Mark Switaj: Through our coordination and partnership with Hitch Health, we believe that we can proactively identify those individuals, reach out to them and say, “Hey, Patient Jones, we see you have a ride or you have a medical appointment scheduled for next week. Are you able to get there? If not, reply to this message and we will have a ride show up to take you to that medical appointment.” That’s where we’re headed in the future.
Kristine Harjes: That is pretty incredible. Is that text-based?
Mark Switaj: Yeah. In the early stages, we were looking at a couple of different models, both text enabled and then looking at how for folks that might not have access to a smartphone or can’t use one, how can we actually do this through voice enabled? Which is what we do today. We work with a lot of population that don’t have a smartphone. You don’t need one through Roundtrip. And we work through automated messaging that’s actually audible and done in many cases through a regular landline.
Kristine Harjes: Amazing. Just a second ago, you were talking about the different cultures around the world and it reminded me that I wanted to ask about your company culture. You have two offices right now. Describe to me what the culture is like and how you maintain it and grow it across to current locations and potentially more to come?
Mark Switaj: Yeah. I think culture is crucial. It’s what sets our organization apart as an employer. And so what we’ve learned as we have built out our company is staying really crisp on what is the mission of our organization. So, we’re very clear that we are here today to serve transportation needs, healthcare needs of unique populations. These are folks that would have otherwise given up, or delayed their health care because of ride barriers. So for us, we’re very much a mission driven organization. I can get into some of the tactics that we have focused on how to do that, specifically looking at millennials in the workforce. How do we stay focused on the outcome versus the approach?

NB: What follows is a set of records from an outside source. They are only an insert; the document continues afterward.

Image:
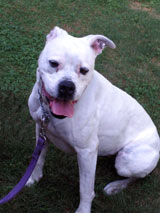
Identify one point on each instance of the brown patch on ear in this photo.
(55, 32)
(99, 42)
(98, 46)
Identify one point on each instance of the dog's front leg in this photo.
(87, 160)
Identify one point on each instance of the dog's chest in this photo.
(66, 134)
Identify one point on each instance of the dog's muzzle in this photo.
(66, 90)
(63, 105)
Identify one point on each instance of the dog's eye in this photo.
(53, 63)
(84, 70)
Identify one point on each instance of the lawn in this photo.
(133, 66)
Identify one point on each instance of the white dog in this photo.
(89, 116)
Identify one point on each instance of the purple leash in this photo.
(24, 179)
(40, 144)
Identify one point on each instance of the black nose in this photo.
(66, 90)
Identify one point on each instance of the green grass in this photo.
(134, 66)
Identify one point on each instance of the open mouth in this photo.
(59, 108)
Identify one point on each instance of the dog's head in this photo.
(66, 66)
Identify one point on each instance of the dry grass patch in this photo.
(144, 7)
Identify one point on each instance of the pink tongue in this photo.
(62, 108)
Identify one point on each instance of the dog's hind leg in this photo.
(133, 162)
(37, 173)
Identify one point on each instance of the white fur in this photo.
(106, 119)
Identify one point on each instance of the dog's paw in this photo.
(116, 186)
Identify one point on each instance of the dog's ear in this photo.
(99, 42)
(57, 31)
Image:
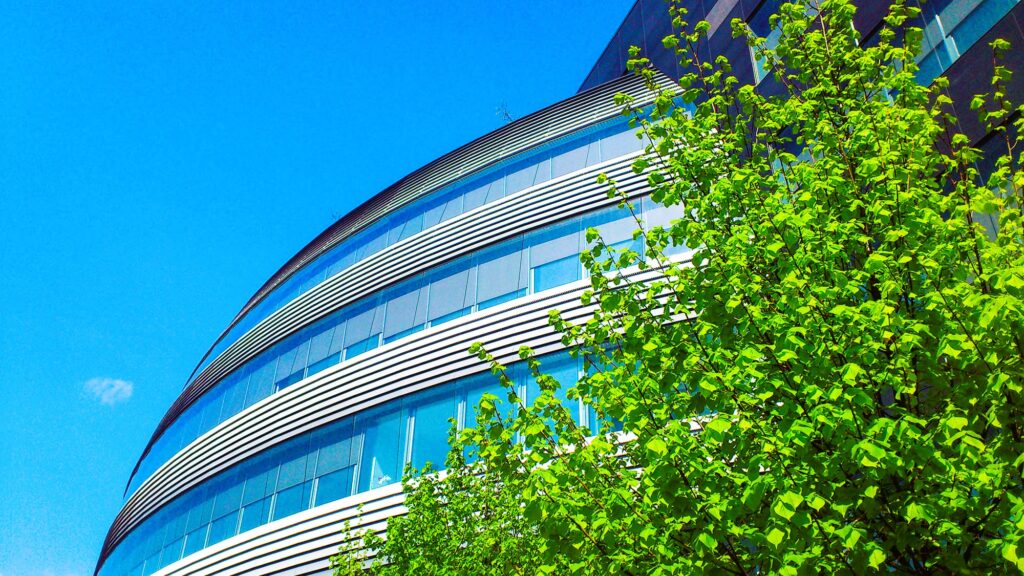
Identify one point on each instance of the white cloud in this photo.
(110, 391)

Mark Switaj: We are hyper focused on building a company strategy that involves every member of our team, so every year and every quarter we plan for how we’re going to approach our growth target and that’s not a top down or a bottom up. That’s a combined effort. So, how do we involve every member of our team regardless of your role in setting the strategy and course for us to scale the business?

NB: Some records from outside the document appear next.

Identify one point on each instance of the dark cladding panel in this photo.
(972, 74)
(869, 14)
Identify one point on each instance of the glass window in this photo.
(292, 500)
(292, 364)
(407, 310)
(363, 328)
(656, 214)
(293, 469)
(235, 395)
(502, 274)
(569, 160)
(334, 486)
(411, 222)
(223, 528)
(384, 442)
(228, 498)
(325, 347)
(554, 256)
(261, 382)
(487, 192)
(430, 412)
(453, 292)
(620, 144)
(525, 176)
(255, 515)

Mark Switaj: We spend a lot of time, finally, on celebrating our successes. And I would say that this is something that someday I’ll write about. Every early stage organization should be and needs to focus on their wins, the early wins, their mid midstream wins and their later. That is something that I think that we do really, really well. We look at when we achieve a revenue milestone, or ride milestone, distance milestone, a new state that we’re entering, all of these achievements, we actually have a gong in our office that the person who has recognized that achievement, that milestone goes over and hits it to celebrate. Hey, we had a big achievement today. Let’s join in that celebration.
Kristine Harjes: I absolutely love that and I hope that we’ll be able to bang some gongs and celebrate along with you for many years to come. Mark, thank you so much for joining me today.
Mark Switaj: Thank you. Thanks for this opportunity.
Kristine Harjes: This recording is for informational purposes only and does not constitute an offer to purchase or sell any security. You can find out more about Roundtrip at roundtriphealth.com and more about Motley Fool Ventures at foolventures.com. For Mark Switaj, I’m Kristine Harjes and thanks for listening and venture on.